As for the perception of increased speed, many refinements and optimizations to Mac OS X as a whole contribute a lot towards that. However, within a few months, I believe users will notice vast speed improvements as third-party developers update their applications to take advantage of new “under-the-hood” technologies in Snow Leopard. Chiefly I am talking about Grand Central Dispatch and OpenCL.

Grand Central Dispatch will allow developers to easily split up tasks in their apps between the different processing cores in our modern-day Macs.

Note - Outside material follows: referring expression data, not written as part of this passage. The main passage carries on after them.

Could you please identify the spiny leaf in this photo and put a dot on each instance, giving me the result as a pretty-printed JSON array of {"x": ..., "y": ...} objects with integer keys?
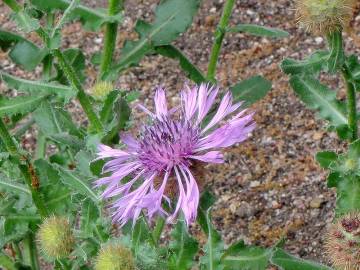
[
  {"x": 259, "y": 30},
  {"x": 191, "y": 71},
  {"x": 20, "y": 104},
  {"x": 38, "y": 87},
  {"x": 183, "y": 246},
  {"x": 242, "y": 257},
  {"x": 337, "y": 56},
  {"x": 172, "y": 17},
  {"x": 312, "y": 65},
  {"x": 92, "y": 19},
  {"x": 320, "y": 98},
  {"x": 77, "y": 183},
  {"x": 285, "y": 261}
]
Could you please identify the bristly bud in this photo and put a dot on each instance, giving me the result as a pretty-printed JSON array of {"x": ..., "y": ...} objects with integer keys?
[
  {"x": 101, "y": 89},
  {"x": 343, "y": 242},
  {"x": 325, "y": 16},
  {"x": 114, "y": 257},
  {"x": 55, "y": 237}
]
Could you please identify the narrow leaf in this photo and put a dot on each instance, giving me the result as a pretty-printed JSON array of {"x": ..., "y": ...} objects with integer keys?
[
  {"x": 77, "y": 183},
  {"x": 319, "y": 97},
  {"x": 20, "y": 104},
  {"x": 38, "y": 87},
  {"x": 258, "y": 30}
]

This was achievable in Leopard, but it was extremely difficult. Now this can be achieved much easier now that Apple has laid down a uniform path for all developers.

OpenCL allows developers to access the extreme processing power that is often idle in our graphic processors. Applications that require a lot of computational processing power will now be able to call upon the GPU to churn through data faster. I imagine in the near future, apps such as Photoshop will take advantage of this and be able to complete tasks like PhotoMerge much faster.

As for the reliability of Mac OS X overall, things are very promising. Instead of adding “300+ new features” to OS X like in Leopard, Apple introduced very few features. Instead they went through OS X with a fine tooth comb and did a massive spring cleaning. This is reflected in that many users will regain around 6 or 7 GB of hard drive space (I’ve heard reports of up to 20 GB). Apple threw out a lot of cruft, and good for them. One of those pieces of cruft was support for PowerPC legacy machines. My grandfather is actually affected by this, as he bought an iBook G4 about a month before the Intel MacBook was released to replace it. He is stuck at Leopard unless he buys a new machine. But the last PowerPC Mac was released nearly four years ago. It’s time for OS X to move on.

Conclusions

So far, my Snow Leopard experience has been delightful. Everything is snappier, all of my apps work correctly (as far as I can tell), and I’ve only encountered one slight bug (with the 4-finger Exposé gesture on my MacBook Pro’s trackpad). One flagrant bug. That’s about 39 fewer flagrant bugs than when I went from Tiger to Leopard. The refinements are wonderful. The price tag was perfect. $29. You can’t beat that. If you have Leopard, you’d be silly not to upgrade to Snow Leopard (unless a critical app you use isn’t compatible yet).

Overall, I’m very glad Apple sat this round out for adding loads of new features. I believe Snow Leopard has laid the groundwork for Apple to build an amazing next generation of OS X.